Die gewachsene IT-Infrastruktur konnte diesen Anforderungen nicht mehr gerecht werden. Mehrere Betriebssysteme auf den Servern, getrennte Benutzerverwaltungssysteme und unterschiedliche Anmeldeverfahren erschwerten die Administration erheblich. Die bestehende Lösung war kostspielig, dezentral und technisch veraltet.

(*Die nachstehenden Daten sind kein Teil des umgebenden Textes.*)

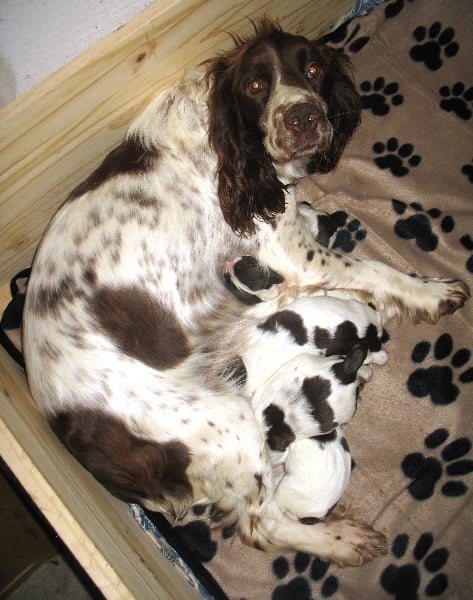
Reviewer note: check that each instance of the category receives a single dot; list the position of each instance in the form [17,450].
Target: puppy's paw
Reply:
[354,543]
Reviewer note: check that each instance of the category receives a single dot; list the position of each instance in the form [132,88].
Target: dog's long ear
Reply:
[344,105]
[248,186]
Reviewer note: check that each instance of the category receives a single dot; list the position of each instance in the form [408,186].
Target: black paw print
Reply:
[418,226]
[396,156]
[298,588]
[457,99]
[394,8]
[348,42]
[405,580]
[468,171]
[378,95]
[433,42]
[425,472]
[467,242]
[436,381]
[347,237]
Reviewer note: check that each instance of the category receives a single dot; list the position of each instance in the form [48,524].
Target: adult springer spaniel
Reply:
[130,333]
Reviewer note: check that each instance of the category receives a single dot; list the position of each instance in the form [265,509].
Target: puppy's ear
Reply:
[344,105]
[248,186]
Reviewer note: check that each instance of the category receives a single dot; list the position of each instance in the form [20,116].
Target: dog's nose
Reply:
[301,117]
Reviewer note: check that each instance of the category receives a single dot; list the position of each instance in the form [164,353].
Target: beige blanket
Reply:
[406,181]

Microsoft Active Directory und Zentyal schieden bei der Evaluation aus. Nubus von Univention überzeugte als einzige Lösung, die Linux-Clients nativ einbindet und mit dem Directory Logger die geforderte Compliance-Protokollierung direkt mitliefert.
Einführung
Im Februar 2019 führte GHGSat Nubus ein – unter ungewöhnlichen Bedingungen: Die Sicherheitsanforderungen des Unternehmens erlaubten keinen direkten Zugriff auf die Server von außen. Ein Professional Service Mitarbeiter von Univention begleitete das Projekt deshalb ausschließlich sowohl vor Ort und per E-Mail. Dass das Projekt trotz dieser Einschränkung reibungslos verlief, zeigt, wie praxistauglich UCS auch in regulierten Umgebungen mit erhöhten Zugriffsschutzanforderungen ist.

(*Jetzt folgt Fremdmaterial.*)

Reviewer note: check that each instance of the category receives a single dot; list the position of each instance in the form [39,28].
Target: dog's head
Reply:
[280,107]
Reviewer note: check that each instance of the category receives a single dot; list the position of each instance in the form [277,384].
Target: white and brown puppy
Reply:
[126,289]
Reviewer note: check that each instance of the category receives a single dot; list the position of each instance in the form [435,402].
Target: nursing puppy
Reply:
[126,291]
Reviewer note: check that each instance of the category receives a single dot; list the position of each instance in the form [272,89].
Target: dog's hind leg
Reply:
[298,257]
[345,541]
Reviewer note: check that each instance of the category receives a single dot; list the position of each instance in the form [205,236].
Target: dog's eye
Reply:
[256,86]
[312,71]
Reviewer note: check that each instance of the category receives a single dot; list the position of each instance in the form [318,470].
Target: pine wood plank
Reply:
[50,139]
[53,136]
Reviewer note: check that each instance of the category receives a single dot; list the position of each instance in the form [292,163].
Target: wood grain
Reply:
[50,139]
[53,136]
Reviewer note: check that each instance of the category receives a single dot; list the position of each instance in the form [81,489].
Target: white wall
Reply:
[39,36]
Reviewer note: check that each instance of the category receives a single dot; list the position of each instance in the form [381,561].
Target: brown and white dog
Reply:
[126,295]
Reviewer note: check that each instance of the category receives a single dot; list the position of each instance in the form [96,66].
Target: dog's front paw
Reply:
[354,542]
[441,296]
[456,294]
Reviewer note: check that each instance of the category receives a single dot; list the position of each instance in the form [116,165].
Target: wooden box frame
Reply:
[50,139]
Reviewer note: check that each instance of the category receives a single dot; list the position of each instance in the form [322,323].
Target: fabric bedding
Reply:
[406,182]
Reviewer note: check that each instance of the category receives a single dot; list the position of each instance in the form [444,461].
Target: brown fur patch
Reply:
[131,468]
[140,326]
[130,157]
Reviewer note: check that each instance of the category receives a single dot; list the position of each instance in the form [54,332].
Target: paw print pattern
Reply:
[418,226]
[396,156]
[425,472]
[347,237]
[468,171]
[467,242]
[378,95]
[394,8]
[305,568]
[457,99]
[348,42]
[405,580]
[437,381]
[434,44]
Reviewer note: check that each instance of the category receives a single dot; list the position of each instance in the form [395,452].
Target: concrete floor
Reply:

Der Rollout selbst verlief in 4 Phasen. Im ersten Schritt wurden webbasierte Unternehmensdienste an UCS angebunden. Dabei wurden auch Benutzerkonten und Gruppen standardisiert. Im zweiten Schritt Erfolgte die Anbindung von Endnutzerbetriebssystemen. Anschließend wurden Entwicklungsumgebungen und Satellitenkommunikationssysteme angebunden. Abschließend erfolgten Dokumentation und Sicherheitszertifizierung.